Meu Talento Se Chama Gerador

Capítulo 196

Meu Talento Se Chama Gerador

Coloquei minha mão sobre o bloco de gelo espesso, observando o caranguejo flutuando dentro dele como uma refeição congelada. Ele me olhava de volta com aqueles olhos grandes e sem vida. Steve nadou ao meu lado, deu uma olhada rápida no caranguejo e depois me olhou.

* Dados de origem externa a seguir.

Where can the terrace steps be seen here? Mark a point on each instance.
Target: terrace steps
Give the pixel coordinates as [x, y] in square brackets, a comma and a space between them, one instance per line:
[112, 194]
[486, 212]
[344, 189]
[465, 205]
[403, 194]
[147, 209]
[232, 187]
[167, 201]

"Vai comer ou interrogá-lo?"

Franzi o cenho. "Os dois, se possível."

Com um movimento da minha mão, alterei a água ao nosso redor, forçando-a a se mover lentamente numa espiral. Um espaço vazio se formou no centro, e uma fina cúpula de água brilhava acima de nós. A água se agarrava às bordas como uma tigela de cabeça para baixo. Steve imediatamente respirou fundo e piscou.

"Finalmente! Tava a dois segundos de me afogar."

"Você sabe nadar, Steve."

"Sim, nadar. Não ficar fazendo monólogo na cara de um caranguejo."

Ignorei-o e voltei para o cubo. O caranguejo estava no centro, ainda congelado, mas vivo. Bati duas vezes no gelo.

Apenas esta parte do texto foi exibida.